Bank stocks are weakening, and institutions are viewing the future market in this way.

date
25/04/2025
Banking stocks weakened today, with Shanghai Bank, Bank of Communications, and Shanghai Pudong Development Bank leading the decline. Orient Securities pointed out that the current period is seeing the intensive implementation of stable growth policies, with loose monetary policy leading the way followed closely by loose fiscal policy, significant acceleration of localized debt issuance, which will have a profound impact on the fundamental outlook of banks this year; Fiscal policy is intensifying to support social financing and credit while boosting economic expectations, and pro-cyclical varieties are expected to benefit; A broad range of interest rate reductions is putting short-term pressure on net interest margins of banks, but high-interest deposits are entering a period of concentrated repricing overlaid with continuous regulatory crackdown on high-interest deposit-taking behavior, providing important protection for bank interest margins this year; This year is a year of solidifying bank asset quality, with policy support expected to significantly improve the risk outlook for real estate and infrastructure assets, and parts of personal loan varieties with sufficient risk exposure and disposal are expected to reach an inflection point in asset quality. Zhejiang Securities pointed out that when considering banking from a strategic perspective, under the pressure of trade wars, it is still a combination of low risk and low risk-free interest rates.
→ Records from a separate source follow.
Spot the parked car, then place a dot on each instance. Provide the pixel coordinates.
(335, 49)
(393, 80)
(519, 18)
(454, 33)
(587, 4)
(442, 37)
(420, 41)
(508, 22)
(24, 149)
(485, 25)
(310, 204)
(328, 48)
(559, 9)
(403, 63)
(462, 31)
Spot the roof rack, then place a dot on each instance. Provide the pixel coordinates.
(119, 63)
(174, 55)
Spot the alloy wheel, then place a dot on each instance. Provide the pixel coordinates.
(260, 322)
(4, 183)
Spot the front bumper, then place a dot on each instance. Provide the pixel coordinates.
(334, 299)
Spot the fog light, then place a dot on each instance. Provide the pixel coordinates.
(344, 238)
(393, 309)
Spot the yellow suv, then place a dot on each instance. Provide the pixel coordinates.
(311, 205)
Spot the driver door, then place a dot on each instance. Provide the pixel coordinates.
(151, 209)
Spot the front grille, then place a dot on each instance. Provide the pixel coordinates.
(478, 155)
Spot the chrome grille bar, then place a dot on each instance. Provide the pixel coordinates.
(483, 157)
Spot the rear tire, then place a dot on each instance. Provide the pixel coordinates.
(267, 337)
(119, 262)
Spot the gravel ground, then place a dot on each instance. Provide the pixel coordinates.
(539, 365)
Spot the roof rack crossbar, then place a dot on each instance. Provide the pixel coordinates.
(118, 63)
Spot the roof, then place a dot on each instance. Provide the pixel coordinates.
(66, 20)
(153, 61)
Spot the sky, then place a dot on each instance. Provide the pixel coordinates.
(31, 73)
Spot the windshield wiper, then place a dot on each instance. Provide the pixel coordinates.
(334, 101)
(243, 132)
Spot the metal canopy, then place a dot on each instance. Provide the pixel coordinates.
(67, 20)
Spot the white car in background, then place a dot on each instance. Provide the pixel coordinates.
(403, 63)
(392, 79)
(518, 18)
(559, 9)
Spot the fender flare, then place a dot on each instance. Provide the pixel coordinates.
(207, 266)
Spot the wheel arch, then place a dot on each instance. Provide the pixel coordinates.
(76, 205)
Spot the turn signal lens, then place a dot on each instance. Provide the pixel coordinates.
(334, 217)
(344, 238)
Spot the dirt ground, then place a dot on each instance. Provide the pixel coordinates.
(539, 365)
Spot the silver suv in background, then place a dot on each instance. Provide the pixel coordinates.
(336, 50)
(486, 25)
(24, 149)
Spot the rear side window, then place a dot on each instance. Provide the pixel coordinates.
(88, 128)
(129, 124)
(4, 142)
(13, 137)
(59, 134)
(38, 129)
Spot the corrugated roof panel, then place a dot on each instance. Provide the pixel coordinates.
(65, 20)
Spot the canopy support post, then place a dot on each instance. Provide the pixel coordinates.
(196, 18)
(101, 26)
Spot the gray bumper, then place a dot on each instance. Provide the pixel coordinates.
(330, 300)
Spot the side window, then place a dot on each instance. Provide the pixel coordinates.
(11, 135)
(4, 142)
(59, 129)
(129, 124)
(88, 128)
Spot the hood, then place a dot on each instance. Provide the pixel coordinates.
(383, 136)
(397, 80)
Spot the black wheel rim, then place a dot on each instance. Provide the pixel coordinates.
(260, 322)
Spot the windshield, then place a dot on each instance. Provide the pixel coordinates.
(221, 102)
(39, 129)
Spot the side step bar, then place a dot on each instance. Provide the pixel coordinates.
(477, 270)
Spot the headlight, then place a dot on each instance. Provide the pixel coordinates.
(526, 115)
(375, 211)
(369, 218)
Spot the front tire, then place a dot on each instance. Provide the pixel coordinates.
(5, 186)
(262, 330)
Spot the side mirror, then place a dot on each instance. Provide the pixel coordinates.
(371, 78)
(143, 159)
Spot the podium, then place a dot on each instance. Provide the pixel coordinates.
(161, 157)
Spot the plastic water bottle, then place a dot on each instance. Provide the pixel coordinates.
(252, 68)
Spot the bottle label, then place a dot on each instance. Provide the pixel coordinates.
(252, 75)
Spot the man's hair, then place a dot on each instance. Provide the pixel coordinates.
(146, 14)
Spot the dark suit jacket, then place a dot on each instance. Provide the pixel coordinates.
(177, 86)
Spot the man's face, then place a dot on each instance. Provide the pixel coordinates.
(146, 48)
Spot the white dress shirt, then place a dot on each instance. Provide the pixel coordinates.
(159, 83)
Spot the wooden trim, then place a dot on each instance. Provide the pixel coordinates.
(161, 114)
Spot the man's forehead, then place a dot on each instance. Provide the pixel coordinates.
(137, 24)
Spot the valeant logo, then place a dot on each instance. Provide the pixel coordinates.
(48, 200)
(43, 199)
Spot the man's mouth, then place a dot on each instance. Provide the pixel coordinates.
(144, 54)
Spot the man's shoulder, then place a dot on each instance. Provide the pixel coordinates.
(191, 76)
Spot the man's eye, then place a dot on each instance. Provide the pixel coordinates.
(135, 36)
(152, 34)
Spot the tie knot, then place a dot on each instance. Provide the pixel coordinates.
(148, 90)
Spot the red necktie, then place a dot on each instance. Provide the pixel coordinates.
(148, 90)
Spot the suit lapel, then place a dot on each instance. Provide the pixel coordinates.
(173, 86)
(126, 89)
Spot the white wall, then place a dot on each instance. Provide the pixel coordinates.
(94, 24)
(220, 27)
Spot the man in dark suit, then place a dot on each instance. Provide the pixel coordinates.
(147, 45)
Decreasing risk appetite and rising macro volatility mean that low-volatility banks have the advantage; Falling risk-free interest rates drive the favoritism towards high dividend-yielding banks; With stable risk assessment, it is preferred to allocate banks in economically developed regions. Based on this, the stock selection strategy comprehensively considers low volatility, high dividend yield, and regional asset distribution.